Constitutional damages, in addition to general damages, were awarded to the claimants on 19 March 2018. It goes without saying that an arbitration award does not create a binding precedent in law. It is, nevertheless, worth considering in a field fraught with uncertainty.
Approximately a month after the Esidimeni arbitration award, judgment was handed down by the High Court of Limpopo in the Komape matter.
Komape and Others v Minister of Basic Education (1416/2015)  ZALMPPHC 18 in the High Court
Muller J writing for the High Court, was scathing in his description of the state’s conduct. He described the state’s conduct as displaying, “a complete lack of understanding of the basic human rights of learners [and is] without question reprehensible”.
An argument for the extension of the common law to include a claim for grief
It is trite law that delictual damages are not recoverable for normal grief or sorrow following a bereavement (Barnard v SANTAM 1999 (1) SA 202 (SCA) 217A-B)). Emotional shock gives rise to a claim of damages only to the extent that it results in psychiatric injury (Bester v Commercial Union Versekeringsmaatskappy van SA Bpk 1987 (1) SA 769 (A)).
In the Komape case, it was argued on behalf of the plaintiffs that the common law ought to be developed to include an award for damages for grief which does not give rise to detectable or recognised psychiatric injury. The High Court held that there was no basis upon which the common law can or should be developed. In this regard, Muller J said that, “policy considerations militate against compensation for emotional suffering short of recognisable psychiatric illness”. He further stated that, “a claim for grief cannot be justified as such will no doubt lead to bogus and unwarranted proliferation of claims and pave the way for limitless claims for every conceivable cause of grief without expert psychiatric evidence.”
The High Court in the Komape matter said that grief is not a condition. Grief consists of subjective feelings which take time to process. Bereavement and grief are part of a common human experience, which is a natural consequence following the death of a loved one.
Having regard to the plaintiffs’ claims for emotional shock, it is noteworthy and anomalous that although the state had conceded liability in respect of the merits of the plaintiffs’ claim for emotional shock, the court held that no case for psychological injury was proved and consequently did not allow the claims for emotional shock.
Muller J, specifically referred to the state’s positive obligation “to promote, protect and fulfil” the rights in the Bill of Rights as provided in s7(2) of the Constitution.
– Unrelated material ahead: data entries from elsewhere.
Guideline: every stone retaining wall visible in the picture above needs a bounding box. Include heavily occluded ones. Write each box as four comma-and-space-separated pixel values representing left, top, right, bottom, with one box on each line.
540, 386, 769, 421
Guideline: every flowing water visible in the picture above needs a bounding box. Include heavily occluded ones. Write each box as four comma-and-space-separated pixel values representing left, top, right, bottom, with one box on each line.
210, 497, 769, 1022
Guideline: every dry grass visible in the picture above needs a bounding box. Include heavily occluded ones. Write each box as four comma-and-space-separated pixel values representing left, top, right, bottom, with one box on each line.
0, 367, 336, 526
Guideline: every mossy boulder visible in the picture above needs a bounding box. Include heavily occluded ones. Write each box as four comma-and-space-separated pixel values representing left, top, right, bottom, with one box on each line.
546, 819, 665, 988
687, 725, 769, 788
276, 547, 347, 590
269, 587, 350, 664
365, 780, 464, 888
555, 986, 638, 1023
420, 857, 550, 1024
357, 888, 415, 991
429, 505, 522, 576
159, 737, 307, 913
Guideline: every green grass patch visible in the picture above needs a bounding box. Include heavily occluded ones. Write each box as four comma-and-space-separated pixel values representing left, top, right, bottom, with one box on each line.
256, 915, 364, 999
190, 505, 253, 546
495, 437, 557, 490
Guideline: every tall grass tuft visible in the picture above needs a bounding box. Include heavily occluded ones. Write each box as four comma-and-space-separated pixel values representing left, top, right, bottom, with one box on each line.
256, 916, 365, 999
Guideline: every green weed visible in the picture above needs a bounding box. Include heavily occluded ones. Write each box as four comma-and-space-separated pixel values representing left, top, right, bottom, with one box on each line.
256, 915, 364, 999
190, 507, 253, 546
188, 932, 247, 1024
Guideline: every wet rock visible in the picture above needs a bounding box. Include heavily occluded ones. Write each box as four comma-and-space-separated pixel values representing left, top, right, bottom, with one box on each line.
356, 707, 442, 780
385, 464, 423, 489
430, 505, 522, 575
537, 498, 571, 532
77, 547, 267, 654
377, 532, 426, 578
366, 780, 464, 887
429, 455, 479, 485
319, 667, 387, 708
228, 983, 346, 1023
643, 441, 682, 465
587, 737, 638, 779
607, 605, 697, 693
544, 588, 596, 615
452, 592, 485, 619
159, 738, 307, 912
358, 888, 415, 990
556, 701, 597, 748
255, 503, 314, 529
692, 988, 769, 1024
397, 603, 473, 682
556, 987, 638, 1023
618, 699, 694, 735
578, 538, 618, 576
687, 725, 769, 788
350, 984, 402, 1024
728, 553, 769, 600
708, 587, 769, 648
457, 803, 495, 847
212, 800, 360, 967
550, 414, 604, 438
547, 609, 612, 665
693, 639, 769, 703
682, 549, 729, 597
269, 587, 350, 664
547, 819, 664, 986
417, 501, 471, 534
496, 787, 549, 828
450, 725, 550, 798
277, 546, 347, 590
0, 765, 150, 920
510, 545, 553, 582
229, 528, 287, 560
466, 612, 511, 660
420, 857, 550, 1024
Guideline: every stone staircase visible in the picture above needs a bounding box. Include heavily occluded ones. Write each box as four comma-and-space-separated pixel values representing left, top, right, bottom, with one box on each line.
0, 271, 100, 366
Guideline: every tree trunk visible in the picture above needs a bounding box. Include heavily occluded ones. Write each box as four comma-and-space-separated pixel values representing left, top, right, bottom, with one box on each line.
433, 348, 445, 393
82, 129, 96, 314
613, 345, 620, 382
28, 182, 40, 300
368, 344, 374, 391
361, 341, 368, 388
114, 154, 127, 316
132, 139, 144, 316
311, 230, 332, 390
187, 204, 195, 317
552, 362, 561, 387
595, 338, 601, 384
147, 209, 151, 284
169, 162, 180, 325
Despite having held that numerous constitutional rights had been breached, the court held that the plaintiffs’ claims for constitutional damages would, if allowed, amount to punitive damages. It is trite that punitive damages in civil law are against public policy and foreign to South African law (Jones v Krok 1995 (1) SA 677 (AD) 696C-H).
The court did not consider an award of constitutional damages in this matter as just and equitable, nor a remedy that would serve the interests of society. Instead, the court granted an order directed at the enforcement, protection and prevention of future encroachment of the rights protected in the Bill of Rights in the form of a structural interdict.
Whether or not the plaintiffs’ claims for emotional shock in the Komape matter should succeed, having regard to the evidence before the High Court as well as the state’s concession of liability in respect of the plaintiffs’ claims for emotional shock, will no doubt be addressed by the SCA judgment.
The imminent SCA judgment will hopefully provide legal certainty in respect of claims for constitutional damages, where no direct financial loss has been suffered due to the infringement of a constitutional right.